Overriding Middleware Failure Responses
ZinTrust middleware returns a structured failure payload by default and keeps the middleware-provided status code unless a custom responder changes it:
json
{
"error": {
"code": "SOME_ERROR_CODE",
"message": "Human readable message"
}
}For auth and jwt middleware, the default unauthorized status remains 401.

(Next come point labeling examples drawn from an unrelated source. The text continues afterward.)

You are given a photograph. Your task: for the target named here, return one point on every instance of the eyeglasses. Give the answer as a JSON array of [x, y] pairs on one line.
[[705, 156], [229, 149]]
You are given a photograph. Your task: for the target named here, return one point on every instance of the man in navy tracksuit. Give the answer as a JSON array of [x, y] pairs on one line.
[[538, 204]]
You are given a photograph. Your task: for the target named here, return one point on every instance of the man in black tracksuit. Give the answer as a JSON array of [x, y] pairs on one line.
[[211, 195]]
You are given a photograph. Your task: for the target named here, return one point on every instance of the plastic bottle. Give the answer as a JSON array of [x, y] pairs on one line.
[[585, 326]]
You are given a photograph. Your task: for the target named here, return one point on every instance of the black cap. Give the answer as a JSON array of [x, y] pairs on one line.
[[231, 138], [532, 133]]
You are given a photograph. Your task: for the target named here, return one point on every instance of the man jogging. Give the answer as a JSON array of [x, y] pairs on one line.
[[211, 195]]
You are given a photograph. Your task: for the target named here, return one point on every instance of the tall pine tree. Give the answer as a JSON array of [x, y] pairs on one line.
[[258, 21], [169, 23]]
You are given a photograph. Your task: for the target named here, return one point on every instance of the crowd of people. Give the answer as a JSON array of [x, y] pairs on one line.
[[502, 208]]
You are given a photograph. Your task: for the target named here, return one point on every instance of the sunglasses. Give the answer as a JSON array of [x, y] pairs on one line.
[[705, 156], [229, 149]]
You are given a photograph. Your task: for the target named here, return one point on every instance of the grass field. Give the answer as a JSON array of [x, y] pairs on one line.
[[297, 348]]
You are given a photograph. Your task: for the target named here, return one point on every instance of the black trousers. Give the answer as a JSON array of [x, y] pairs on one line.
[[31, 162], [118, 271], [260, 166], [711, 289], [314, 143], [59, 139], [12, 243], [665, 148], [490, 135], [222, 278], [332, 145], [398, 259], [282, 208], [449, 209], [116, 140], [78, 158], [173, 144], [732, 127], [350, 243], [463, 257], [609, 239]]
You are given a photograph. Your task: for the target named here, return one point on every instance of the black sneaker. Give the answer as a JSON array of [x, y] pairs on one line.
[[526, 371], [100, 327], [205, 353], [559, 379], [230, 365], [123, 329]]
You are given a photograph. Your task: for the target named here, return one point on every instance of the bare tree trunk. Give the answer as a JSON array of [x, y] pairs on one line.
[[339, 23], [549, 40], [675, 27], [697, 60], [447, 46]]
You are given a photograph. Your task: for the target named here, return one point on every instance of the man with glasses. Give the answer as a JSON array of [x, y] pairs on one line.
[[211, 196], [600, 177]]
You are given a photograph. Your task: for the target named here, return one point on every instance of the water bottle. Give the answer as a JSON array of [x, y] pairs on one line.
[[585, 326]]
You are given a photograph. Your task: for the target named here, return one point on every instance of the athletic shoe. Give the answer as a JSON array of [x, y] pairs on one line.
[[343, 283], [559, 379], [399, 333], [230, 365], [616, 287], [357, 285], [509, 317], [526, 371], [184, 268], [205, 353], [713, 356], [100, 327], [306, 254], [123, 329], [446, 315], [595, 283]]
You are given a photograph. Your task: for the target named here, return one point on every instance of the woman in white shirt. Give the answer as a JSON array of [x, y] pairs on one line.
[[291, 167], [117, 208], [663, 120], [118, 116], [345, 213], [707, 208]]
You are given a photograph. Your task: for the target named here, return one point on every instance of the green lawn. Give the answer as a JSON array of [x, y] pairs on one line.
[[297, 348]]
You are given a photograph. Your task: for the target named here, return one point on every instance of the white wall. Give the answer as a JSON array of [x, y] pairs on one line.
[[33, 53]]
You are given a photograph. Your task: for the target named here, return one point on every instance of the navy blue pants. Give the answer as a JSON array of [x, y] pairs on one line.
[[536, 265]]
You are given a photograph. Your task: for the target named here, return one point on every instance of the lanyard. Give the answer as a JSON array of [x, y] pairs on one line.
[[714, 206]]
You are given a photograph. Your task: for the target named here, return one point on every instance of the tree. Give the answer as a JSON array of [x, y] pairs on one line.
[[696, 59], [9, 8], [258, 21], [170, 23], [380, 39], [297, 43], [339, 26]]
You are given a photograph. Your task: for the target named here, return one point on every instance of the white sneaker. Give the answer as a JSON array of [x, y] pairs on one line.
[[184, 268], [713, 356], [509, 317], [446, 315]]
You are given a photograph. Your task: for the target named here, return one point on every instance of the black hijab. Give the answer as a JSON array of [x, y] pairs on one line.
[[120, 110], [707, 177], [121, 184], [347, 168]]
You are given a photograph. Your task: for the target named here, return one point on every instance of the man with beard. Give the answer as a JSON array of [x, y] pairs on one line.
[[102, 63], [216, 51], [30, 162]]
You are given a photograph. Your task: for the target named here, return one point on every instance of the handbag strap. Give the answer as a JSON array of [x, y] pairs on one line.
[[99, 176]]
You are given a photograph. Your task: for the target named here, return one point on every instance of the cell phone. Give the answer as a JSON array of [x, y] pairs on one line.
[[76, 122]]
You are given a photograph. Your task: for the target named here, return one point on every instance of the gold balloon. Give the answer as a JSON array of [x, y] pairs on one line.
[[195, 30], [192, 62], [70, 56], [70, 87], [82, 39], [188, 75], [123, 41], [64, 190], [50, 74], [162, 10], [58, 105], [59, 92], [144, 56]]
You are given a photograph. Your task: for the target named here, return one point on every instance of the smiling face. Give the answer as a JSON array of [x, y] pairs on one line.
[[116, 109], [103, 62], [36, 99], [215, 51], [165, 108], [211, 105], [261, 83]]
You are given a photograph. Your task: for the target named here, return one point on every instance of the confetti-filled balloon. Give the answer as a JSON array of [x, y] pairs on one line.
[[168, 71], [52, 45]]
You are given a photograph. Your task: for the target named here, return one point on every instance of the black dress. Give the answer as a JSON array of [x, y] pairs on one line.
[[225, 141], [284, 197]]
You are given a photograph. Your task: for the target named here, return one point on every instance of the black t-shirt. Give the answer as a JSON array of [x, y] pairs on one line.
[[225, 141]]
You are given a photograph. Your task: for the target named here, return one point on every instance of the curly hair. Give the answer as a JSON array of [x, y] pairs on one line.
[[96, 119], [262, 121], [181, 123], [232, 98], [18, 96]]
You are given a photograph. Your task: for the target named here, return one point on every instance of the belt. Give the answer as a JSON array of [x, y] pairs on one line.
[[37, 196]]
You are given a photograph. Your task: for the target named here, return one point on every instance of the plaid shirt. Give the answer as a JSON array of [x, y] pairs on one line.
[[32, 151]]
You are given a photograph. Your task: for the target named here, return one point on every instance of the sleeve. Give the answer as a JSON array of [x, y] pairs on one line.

The supported extension point is the responder contract exposed through middleware configuration. A responder can:
- keep the default status and only reshape the body
- replace both the public body shape and the HTTP status when a project needs a different contract
Example:
ts
// app/Middleware/AuthFailureResponder.ts
import type { MiddlewareFailureResponder } from '@zintrust/core';
export const authFailureResponder: MiddlewareFailureResponder = async (_req, res, context) => {
res.setStatus(403).json({
message: 'Unauthorized',
status: 403,
ty: 'OT',
reason: context.reason,
});
};Then wire it through project middleware config:
ts
// config/middleware.ts
import { authFailureResponder } from '@app/Middleware/AuthFailureResponder';
export default {
responders: {
auth: authFailureResponder,
jwt: authFailureResponder,
},
};Notes:
- the root package exports
defaultMiddlewareFailureResponder,respondWithMiddlewareFailure, and the responder types - the root package does not currently export
createDefaultMiddlewareFailureBody - there is no public
MiddlewareFailureResponder.create(...)helper on the root package - prefer responders for app-level customization instead of patching installed core middleware files
If you need to keep the default 401, simply write your responder with context.statusCode instead of replacing it.